Python Forum
how to read a text file as bytes - Printable Version

+- Python Forum (https://python-forum.io)
+-- Forum: Python Coding (https://python-forum.io/forum-7.html)
+--- Forum: General Coding Help (https://python-forum.io/forum-8.html)
+--- Thread: how to read a text file as bytes (/thread-10630.html)



how to read a text file as bytes - Skaperen - May-29-2018

i want to read a file as a list of byte types, one for each line where '\n' or '\r' or '\r\n' or even the unlikely '\n\r' are marking end of line. the file might be so large that two copies of it in memory can exhaust memory so i need a way that is not "read in the whole file and do a big split". there are UTF-8 byte sequences with non-ASCII values in some of the files. i am using Python3. what is a good Pythonic way to no this? can the os module be avoided?

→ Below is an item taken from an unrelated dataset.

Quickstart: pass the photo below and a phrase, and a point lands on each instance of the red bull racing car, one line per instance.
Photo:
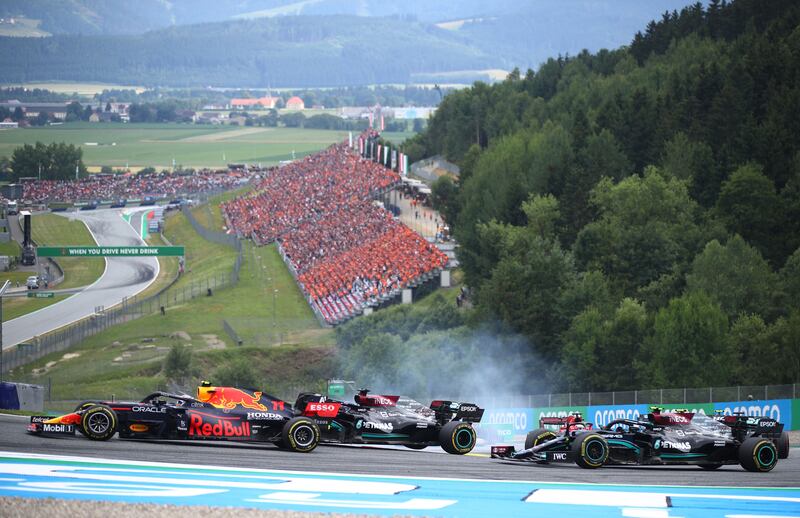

RE: how to read a text file as bytes - killerrex - May-29-2018

The "per line" operator works with binary files using '\n' as separator, so you can do something like:
with open('input.bin', 'rb') as fd:
    for line in fd:
        for sub_line in line.split(b'\r'):
            # Take into account any single '\r'
            if not sub_line:
                # If you want to deal also with zero length groups, thsi must be improved...
                continue
            # Do something with the lines
            pass
If you can guarantee in the input format that splitting by '\n' is safe is a good way.
Other option is to use a memory map.